National Security Adviser: 'We're Ready Either Way' to Deal With Russian Aggression Toward Ukraine

By Susan Jones | January 14, 2022 | 7:46am EST
National Security Adviser Jake Sullivan discusses this week's inconclusive talks between the U.S., NATO and Russia. (Photo by NICHOLAS KAMM/AFP via Getty Images)
National Security Adviser Jake Sullivan discusses this week's inconclusive talks between the U.S., NATO and Russia. (Photo by NICHOLAS KAMM/AFP via Getty Images)

( - Following what he called "an intensive week of diplomacy," National Security Adviser Jake Sullivan said the United States will now "reflect" on where things stand with Russia "and consult with allies and partners on how to proceed."

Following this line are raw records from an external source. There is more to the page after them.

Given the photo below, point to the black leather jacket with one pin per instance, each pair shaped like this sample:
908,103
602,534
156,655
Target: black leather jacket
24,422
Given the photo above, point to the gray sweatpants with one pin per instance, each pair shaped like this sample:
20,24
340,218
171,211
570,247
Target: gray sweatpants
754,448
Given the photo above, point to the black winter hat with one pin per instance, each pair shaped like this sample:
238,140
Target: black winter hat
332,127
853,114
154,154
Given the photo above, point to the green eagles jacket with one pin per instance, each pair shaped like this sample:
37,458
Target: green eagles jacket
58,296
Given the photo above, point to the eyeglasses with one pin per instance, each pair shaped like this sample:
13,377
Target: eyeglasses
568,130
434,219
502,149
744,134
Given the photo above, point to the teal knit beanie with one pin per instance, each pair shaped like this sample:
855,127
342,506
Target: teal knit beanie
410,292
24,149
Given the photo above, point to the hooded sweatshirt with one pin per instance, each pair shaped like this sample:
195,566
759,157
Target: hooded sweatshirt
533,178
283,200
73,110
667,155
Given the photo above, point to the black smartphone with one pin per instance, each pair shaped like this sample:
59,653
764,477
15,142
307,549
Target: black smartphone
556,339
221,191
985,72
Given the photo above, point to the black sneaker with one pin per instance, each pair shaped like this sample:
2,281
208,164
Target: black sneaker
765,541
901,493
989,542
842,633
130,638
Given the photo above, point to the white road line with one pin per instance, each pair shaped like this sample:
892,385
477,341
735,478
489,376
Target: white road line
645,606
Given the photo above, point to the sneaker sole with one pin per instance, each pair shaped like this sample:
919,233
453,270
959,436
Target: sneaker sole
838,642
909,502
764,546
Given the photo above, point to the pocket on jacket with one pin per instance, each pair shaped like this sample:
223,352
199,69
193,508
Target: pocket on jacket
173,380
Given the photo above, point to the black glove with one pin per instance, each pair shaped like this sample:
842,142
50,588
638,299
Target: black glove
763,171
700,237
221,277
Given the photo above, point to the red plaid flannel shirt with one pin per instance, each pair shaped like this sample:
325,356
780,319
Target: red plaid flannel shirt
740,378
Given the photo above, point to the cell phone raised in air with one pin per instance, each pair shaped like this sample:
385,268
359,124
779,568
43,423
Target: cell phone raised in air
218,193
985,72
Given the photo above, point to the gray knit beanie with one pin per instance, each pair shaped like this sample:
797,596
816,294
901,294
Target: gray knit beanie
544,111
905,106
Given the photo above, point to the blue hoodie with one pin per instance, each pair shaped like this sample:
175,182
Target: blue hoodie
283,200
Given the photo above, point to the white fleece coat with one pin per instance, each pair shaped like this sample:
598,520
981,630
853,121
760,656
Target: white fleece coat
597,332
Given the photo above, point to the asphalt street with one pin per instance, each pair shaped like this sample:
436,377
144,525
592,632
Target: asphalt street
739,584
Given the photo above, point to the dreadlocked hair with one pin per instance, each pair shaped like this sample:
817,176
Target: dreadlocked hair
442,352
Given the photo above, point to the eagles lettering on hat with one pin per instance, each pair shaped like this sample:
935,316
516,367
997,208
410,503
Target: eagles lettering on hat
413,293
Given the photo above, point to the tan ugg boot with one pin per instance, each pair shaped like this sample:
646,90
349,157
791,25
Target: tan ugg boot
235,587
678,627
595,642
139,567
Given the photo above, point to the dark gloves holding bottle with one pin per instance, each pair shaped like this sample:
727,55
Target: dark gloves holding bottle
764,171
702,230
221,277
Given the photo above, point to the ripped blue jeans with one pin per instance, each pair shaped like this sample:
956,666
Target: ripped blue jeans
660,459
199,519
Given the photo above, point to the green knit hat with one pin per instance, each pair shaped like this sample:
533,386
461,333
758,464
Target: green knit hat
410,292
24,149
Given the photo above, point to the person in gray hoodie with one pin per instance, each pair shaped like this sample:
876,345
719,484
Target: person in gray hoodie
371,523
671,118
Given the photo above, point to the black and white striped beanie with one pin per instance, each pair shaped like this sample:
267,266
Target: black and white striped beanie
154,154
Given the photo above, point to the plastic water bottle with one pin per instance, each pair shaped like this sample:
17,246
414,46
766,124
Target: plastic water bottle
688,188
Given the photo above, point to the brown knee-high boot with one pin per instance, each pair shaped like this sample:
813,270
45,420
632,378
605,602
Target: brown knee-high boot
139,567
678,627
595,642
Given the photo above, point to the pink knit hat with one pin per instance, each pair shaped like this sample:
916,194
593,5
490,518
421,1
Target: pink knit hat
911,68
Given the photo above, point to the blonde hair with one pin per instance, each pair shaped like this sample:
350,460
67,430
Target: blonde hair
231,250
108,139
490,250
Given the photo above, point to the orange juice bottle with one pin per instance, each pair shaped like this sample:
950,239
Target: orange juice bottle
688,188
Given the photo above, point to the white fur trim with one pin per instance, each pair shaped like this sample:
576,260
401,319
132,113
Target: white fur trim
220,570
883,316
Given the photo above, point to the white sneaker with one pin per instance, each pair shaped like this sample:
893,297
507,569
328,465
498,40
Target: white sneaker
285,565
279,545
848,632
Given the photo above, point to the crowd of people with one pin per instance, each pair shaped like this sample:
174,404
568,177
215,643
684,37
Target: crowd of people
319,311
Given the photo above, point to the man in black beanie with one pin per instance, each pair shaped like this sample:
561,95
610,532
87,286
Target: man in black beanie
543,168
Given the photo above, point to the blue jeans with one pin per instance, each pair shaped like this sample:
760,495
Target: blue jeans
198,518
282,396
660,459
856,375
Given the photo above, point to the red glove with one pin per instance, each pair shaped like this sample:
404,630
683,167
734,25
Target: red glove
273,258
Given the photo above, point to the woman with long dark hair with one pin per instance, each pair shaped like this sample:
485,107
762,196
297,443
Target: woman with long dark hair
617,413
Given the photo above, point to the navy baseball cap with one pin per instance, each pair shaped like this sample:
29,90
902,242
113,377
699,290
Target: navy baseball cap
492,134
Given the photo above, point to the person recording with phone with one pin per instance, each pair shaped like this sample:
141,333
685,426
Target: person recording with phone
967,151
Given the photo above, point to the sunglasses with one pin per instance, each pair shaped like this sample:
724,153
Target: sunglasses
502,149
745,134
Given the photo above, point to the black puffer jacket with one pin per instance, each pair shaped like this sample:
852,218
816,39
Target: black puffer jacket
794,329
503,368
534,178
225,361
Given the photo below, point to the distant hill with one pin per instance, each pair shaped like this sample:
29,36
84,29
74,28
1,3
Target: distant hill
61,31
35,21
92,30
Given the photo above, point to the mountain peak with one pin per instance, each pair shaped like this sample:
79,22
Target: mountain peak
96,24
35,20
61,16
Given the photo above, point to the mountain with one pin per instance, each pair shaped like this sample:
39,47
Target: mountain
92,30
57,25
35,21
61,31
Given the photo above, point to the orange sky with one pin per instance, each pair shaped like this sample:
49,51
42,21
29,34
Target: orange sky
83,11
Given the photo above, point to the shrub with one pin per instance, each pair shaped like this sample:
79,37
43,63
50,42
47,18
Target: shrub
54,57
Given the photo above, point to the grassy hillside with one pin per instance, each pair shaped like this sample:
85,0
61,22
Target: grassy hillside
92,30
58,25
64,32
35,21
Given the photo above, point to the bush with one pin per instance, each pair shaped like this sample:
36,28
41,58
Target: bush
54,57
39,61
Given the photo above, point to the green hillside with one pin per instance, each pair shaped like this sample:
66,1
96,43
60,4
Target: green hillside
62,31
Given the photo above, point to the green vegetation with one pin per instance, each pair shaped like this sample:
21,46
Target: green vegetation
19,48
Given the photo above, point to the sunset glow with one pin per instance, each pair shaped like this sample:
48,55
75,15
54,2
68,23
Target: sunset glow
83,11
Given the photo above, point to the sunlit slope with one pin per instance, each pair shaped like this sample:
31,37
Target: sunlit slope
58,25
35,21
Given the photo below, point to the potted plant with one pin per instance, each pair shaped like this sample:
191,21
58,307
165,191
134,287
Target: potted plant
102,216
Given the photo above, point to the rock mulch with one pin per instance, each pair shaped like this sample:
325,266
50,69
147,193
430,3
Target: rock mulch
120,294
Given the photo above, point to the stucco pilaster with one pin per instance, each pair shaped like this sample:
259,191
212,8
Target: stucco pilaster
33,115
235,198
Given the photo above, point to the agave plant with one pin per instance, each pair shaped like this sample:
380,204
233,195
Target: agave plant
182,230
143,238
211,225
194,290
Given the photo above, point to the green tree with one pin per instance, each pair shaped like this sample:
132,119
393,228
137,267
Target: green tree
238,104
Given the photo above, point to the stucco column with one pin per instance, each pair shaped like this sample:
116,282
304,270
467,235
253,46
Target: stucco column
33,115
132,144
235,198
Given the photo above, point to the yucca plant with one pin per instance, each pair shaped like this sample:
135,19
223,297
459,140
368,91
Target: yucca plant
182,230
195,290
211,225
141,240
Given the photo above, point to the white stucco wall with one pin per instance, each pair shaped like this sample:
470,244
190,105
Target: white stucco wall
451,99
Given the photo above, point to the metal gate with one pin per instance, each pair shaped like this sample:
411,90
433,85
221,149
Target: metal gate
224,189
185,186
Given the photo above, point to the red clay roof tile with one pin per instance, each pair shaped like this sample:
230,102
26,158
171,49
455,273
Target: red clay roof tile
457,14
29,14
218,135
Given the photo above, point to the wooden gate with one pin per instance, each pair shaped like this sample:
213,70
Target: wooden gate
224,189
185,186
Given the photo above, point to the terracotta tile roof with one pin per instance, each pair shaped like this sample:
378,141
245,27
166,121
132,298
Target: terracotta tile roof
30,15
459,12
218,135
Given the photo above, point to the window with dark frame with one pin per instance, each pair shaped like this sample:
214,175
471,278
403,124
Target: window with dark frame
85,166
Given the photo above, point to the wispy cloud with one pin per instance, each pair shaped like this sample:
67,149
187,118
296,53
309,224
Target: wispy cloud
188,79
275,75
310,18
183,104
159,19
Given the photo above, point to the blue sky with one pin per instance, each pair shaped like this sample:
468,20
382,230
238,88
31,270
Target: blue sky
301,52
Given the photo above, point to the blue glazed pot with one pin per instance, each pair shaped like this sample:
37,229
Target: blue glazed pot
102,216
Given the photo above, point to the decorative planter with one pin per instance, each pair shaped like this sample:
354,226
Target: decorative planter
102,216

We continue to coordinate intensively with partners on severe economic measures in response to a further Russian invasion of Ukraine," Sullivan said. "We continue to work with allies and NATO on changes in force posture and capabilities, especially on NATO's eastern flank if that scenario arises. And we continue to support Ukraine and the Ukrainian people in the defense of their sovereignty and territorial integrity.

We have been very clear with Russia on the costs and consequences of further military action or destabilization in Ukraine. So, we're ready either way. We're ready to make progress at the negotiating table, serious tangible progress on important issues of concern to us, to Europe, and to Russia in an environment of de-escalation, and we're ready to take the necessary and proper steps to defend our allies, support our partners, and respond robustly to any naked aggression that might occur.

In our view, diplomacy is the more sensible path. The Russians will have to make their own assessment. In terms of next steps in the diplomatic process, we'll remain engaged with allies and partners and with the Russians and make determinations in the coming days about what comes next.

Sullivan said no more talks are scheduled, but "We're in communication with the Russians and we'll see what comes next." He said reports that the U.S. and NATO will reduce the number of troops in Eastern Europe are "wrong."

On Friday, Russia's Foreign Minister Sergey Lavrov was quoted as saying, "We have run out of patience." He accused the West of "hubris" and said Russia expects a written response to its demands by next week.

A reporter asked Sullivan about comments made by Russia's Deputy Foreign Minister Sergei Ryabkov, who hinted that Russia might deploy forces in Cuba/Latin America. "Is that something that the U.S. is concerned about?" the reporter asked.

"I'm not going to respond to bluster in the public commentary. That wasn't raised in the discussions at the strategic stability dialog. If Russia were to move in that direction, we would deal with it decisively," Sullivan said.

According to the Associated Press:

Russia raised the stakes Thursday in its dispute with the West over Ukraine and NATO’s expansion when a top diplomat refused to rule out a military deployment to Cuba and Venezuela if tensions with the United States escalate.

Deputy Foreign Minister Sergei Ryabkov said he could “neither confirm nor exclude” the possibility of Russia sending military assets to Latin America if the U.S. and its allies don’t curtail their military activities on Russia’s doorstep.